There are several limitations to our report. Although this represents a large volume of revisional fundoplications over a 3-year period, there are few prior hiatal mesh patients, and they could result from referral bias. With such small numbers, it would be difficult to determine if biologic meshes were associated with different outcomes at reoperation as compared with permanent mesh. As none of the ten patients with prior hiatal mesh had their initial surgery at our institution, we cannot determine if the prior fundoplication was altered by mediastinal herniation, inflammation caused by mesh, or if the fundoplication was initially misplaced. As we report only perioperative data, we cannot be certain of the efficacy of our revisional operation. Finally, as more experience is gained with revisional surgery in the face of hiatal mesh, it is possible that the rate of major resection could improve.

In conclusion, this study demonstrates that presence of mesh at the esophageal hiatus is associated with increased risk of requiring major resection during a revisional procedure. Our finding is independent of the mechanism of fundoplication failure. Both the PHM and NM groups had high incidence of anatomical failure (80 and 72%, respectively), with symptomatic PEH being the most common indication for reoperation. Although mesh decreases hiatal hernia recurrence, this decrease is based more on radiographic data than on symptomatic data. We believe that GERD-specific symptomatic outcomes are more dependent on the quality of the fundoplication and less dependent on the quality of the hiatal repair. Furthermore, mesh does not eliminate recurrence. Mesh does, however, create a significantly morbid path to remediation. Therefore, because of the increased complexity, time required, and chance for major resection when operating in the setting of prior hiatal mesh, the stakes are higher for both the surgeon and patient.
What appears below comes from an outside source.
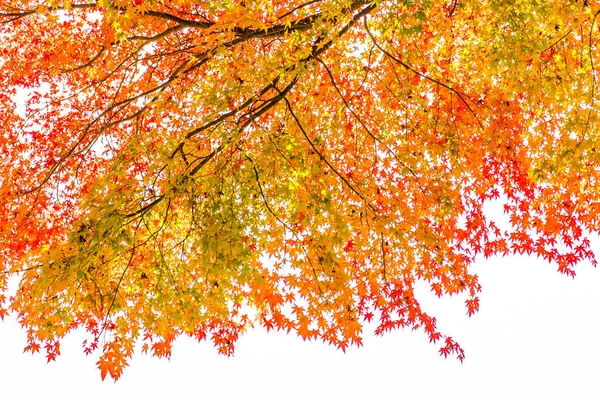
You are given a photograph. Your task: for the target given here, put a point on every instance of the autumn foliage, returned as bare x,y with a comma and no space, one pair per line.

Looking closely at the seven patients with prior mesh for whom preoperative procedural notes were available, we noted that five had an onlay mesh and two had mesh interposition, with one patient from each group having had major resection. Because the number of patients with prior mesh was relatively small, these data afford us no opportunity to present techniques of mesh placement that could minimize the need for reoperation or resection at reoperation. However, based on senior author experience, we anecdotally advise surgeons to avoid the following if possible: use of permanent mesh at the hiatus, use of interpositional mesh as a “bridge” to closure, and having mesh in contact with the esophagus. Alternatively, one might consider a right lateral relaxing incision on the diaphragm, which allows crural approximation without tension. This can be followed by placement of a biologic or semisynthetic mesh that bridges the neodiaphragmatic defect and buttresses the crural closure posteriorly, with tissue interposition that prevents mesh from contacting the esophagus.

When performing an initial hiatal hernia repair, we agree that an ideal tension-free primary crural repair involves maintenance of the peritoneal lining over the crura and complete division of all attachments from the diaphragm to the stomach and spleen [22]. We suggest that mesh be considered when concern for recurrence is especially high. Such patients may include those that require an esophageal lengthening procedure or have flimsy crura, as well as those with large hiatal defects or prior hiatal recurrences. Therefore, prior to repairing a hiatal hernia with mesh, the surgeon must weigh the potential benefit of a decreased rate of recurrence against the potential risk of a subsequent major resection.